It’s the weekend! What better day to start it off than with a happy food happy hour. Two articles in my news queue arrived today, coincidentally (or not, because it’s Friday?) about alcohol.
Have you ever enjoyed organic wine? It’s hard to find, but there are some wineries that do make it. In Michigan, I found Douglas Valley, Michigan’s first organic vineyard, in a Google search but haven’t been there yet.
The New York Times mentions Brick House Vineyards in Oregon’s Willamette Valley, which will celebrate its 20th anniversary in May: “All the fruit is estate-grown and certified organic, and each season about 4,000 cases are produced and bottled by hand.” The winery is certified-organic and biodynamic.
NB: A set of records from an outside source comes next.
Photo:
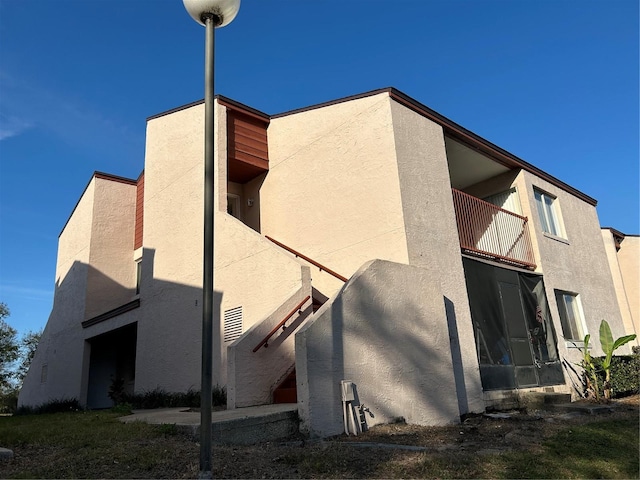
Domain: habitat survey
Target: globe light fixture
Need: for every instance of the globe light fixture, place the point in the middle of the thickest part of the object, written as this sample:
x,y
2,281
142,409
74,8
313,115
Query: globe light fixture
x,y
225,10
211,14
Oregon is on the leading edge, especially in the Willamette Valley, because of their sustainable, eco-conscious practices. That’s why it’s not surprising that they also have several brew pubs that use local ingredients. One that comes to mind, courtesy of my stepson, Ian, is Hopworks Urban Brewery in Portland. Check out how they promote sustainability in their business–from the brewery to the building to the parking and landscape to the kitchen.
The other source for organic happy hour drinks is The Daily Green. For organic cocktails–including spirits and recipes for homegrown herbs and produce–you can’t go wrong. I just wish I had read the article before I bought my Bacardi rum to make tonight’s mojitos.